PACCO SLIDE 5: LOCALIZZAZIONE INDUSTRIALE

 Alcune definizioni:
o Concentrazione geografica e regionale: quota della produzione prodotta da un
certo paese o regione.
o Localizzazione industriale: sfruttamento delle economie di agglomerazione.
o Conoscenza localizzata: poiché parte della conoscenza è tacita, “sticky” ed
“embedded”, le attività produttive ma anche innovative tendono a risiedere in
specifici luoghi (cioè nei sistemi produttivi locali come cluster o distretti).

 Il cluster
o Concetto: è un gruppo geografico di “prossimità” di aziende interconnesse e
istituzioni associate in un determinato campo, legate da elementi comuni, relazioni
ed esternalità.
o Caratteristiche:
 Una economia di agglomerazione delimitata geograficamente
 Fortemente specializzati (es. grazie a manodopera qualificata, competenze,
risorse, partner, servizi)
 Le relazioni all’interno del cluster possono essere verticali (tra clienti e
fornitori) od orizzontali (condivisione di tecnologia, canali distributivi, ecc.)

 Il distretto (DA INTEGRARE CON PARTE PRESENTE NEL II MODULO)


o Concetto: è un’entità socio-territoriale in cui la comunità supporta l’organizzazione
industriale; quindi, vi è un intreccio tra aspetti economici e sociali.
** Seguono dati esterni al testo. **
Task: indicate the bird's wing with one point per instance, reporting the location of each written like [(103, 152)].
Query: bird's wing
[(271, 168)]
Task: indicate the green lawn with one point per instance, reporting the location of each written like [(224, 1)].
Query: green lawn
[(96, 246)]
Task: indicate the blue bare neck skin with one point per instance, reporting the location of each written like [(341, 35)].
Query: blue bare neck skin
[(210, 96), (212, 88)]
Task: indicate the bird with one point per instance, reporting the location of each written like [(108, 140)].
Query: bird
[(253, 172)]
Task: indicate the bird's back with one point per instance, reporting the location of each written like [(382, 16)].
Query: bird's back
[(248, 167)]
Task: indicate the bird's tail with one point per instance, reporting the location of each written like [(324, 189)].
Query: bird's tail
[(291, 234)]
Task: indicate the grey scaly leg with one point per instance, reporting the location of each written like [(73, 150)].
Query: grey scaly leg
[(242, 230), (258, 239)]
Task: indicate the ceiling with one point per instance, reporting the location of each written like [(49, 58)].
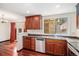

Se si osservano le
foto dei distretti è possibile notare la vicinanza tra le industrie e le case e questo
conferma il passaggio dal concetto di “business network” al concetto di “community
network” ossia il passaggio da una prospettiva solo settoriale/industriale (di
business) ad una prospettiva anche comunitaria.
o Periodo storico: incaselliamo le imprese distrettuali in un periodo Post-Fordista: il
potere è decentrato; il lavoro totale viene diviso tra le varie imprese distrettuali, c’è
fiducia ma anche una sana competizione tra le imprese e infatti, il lavoro è spesso
organizzato attraverso scambi diretti, fiducia, relazioni.
o I suoi vantaggi
 Grazie alla forte divisione del lavoro dovuta alla presenza di molte PMI e alla
modularizzazione e integrazione flessibile della produzione, si riescono ad
ottenere economie di scopo e varietà (varietà che serve per soddisfare le
esigenze di tutta la domanda, infatti alcuni prodotti sono “on demand”)
 Presenza di molti specialisti ma non c’è un centro gerarchico
 Rete di specialisti connessi da relazioni personali e quindi creazione di
fiducia
 Ognuno può usare capitale, competenze, conoscenze degli altri
 Il distretto è un learning system (sistema di apprendimento)
 Tendenza all’efficienza collettiva
o I suoi elementi chiave
 Economia di prossimità
 Specializzazione manifatturiera
 Forte divisione del lavoro e dei rischi
 Alta concentrazione imprenditoriale
 Forte importanza dei legami di filiera
 Forte legame tra vita sociale ed economica
 Forte rilevanza degli aspetti comunitari e della vita sociale (modelli casa-
capannone e casa-bottega)
o I legami di filiera nel distretto:
 C’è una maggiore intensità delle interazioni rispetto alle aree non distrettuali
 Minor numero di passaggi necessari alle imprese per connettersi
o I capitali
 Sociale: le imprese usano molto le relazioni personali, locali e familiari
 Intellettuale: soprattutto “learning by doing" e sul “saper fare”
 Culturale: abilità e talento sono anche frutto di un background culturale
o In Italia
 una tipica impresa distrettuale italiana si basa su capitale famigliare, prestiti
personali e rapporti con banche.
 il valore aggiunto di un’impresa distrettuale italiana risiede nella rete di
conoscenze, nella qualità dei prodotti, nell’esperienza offerta ai clienti e
all’offerta di personalizzazione (per le nicchie e per l’on demand.
 in Italia oggi abbiamo circa 150 distretti che pesano tantissimo
nell’economia. Alcuni esempi sono il distretto tessile di Prato e il distretto
Sport System di Montebelluna.
 I distretti industriali italiani hanno dimostrato molta capacità di adattamento
e di resilienza a trend negativi e crisi (finanziaria e pandemica):
 durante la crisi finanziaria le imprese distrettuali hanno “perso
meno” rispetto alle altre imprese, anche se è vero che “crescevano
meno”;
 nel 2021, post pandemia 2020, i fatturati si erano già ripresi
 Conclusione: i distretti evolvono e cambiano anche nella composizione. ci
possono essere problemi di espansione (internazionalizzazione) e problemi
sociali (i vecchi imprenditori che non vogliono lasciare ai figli).